The way we design, deal, think about, and integrate systems is that every smart person is working at the edge of their complexity frontier. They're dealing with as much complexity as they possibly can, with 10 hours a day, six days a week, and then they hand it off to somebody else who can't follow it. It happens everywhere.
Part of the problem is, with somebody who's wrestled with all that complexity for years, it's hard to convince them that it could actually be simpler.
Patrick Coughlin: What trends are you seeing that you're excited about? Are you reading any good books lately?

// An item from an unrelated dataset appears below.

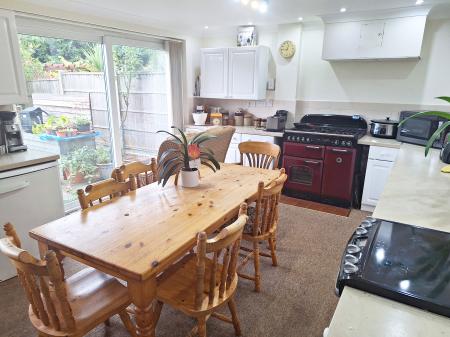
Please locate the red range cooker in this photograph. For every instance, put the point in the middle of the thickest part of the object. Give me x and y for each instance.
(320, 156)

Dave McComb: Obviously one is blockchain. I think there are some applications where an immutable ledger totally makes sense. There are some firms now who are combining knowledge graphs with blockchain which I think is a neat combo.

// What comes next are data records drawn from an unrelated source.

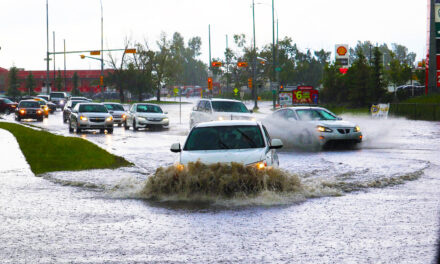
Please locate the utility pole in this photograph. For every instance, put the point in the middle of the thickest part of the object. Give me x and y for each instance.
(54, 69)
(101, 84)
(254, 62)
(47, 47)
(65, 80)
(273, 54)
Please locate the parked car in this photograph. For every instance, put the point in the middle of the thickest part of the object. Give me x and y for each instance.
(246, 142)
(86, 116)
(117, 111)
(29, 109)
(318, 125)
(219, 110)
(7, 106)
(59, 98)
(43, 106)
(143, 115)
(67, 110)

There are so many parallels between collective intelligence and extended minds, and what we wrestle with in security and risk every day. To that end, I'm reading two books at the moment, one is called The Thousand Brains Theory by Jeff Hawkins, whose original claim to fame was inventing the PalmPilot. He's secretly always wanted to be a neuroscientist, and has dedicated the last 20 years trying to figure out how cognition really works. He has a company called Numenta which has been studying how neurons are wired in cortical columns and how they're organized.
The other book is called Consciousness In The Brain, which is about specific work done with stimulus and threshold to try and figure out what consciousness actually is.
It turns out that most of your brain is an incredible parallel processor attending thousands of things simultaneously. Until something rises to the point of attention where you're giving conscious attention in that moment, there's a different part of the brain that will only attend to one thing at a time. Thinking about this in terms of the Internet of Things and smart cities, you really want an architecture that is mostly doing a lot of parallel processing at the edges, and only occasionally passing a condensed message but doing it in a way, such that if the central intelligence needed to drill down, you go right back down to the source without any translation.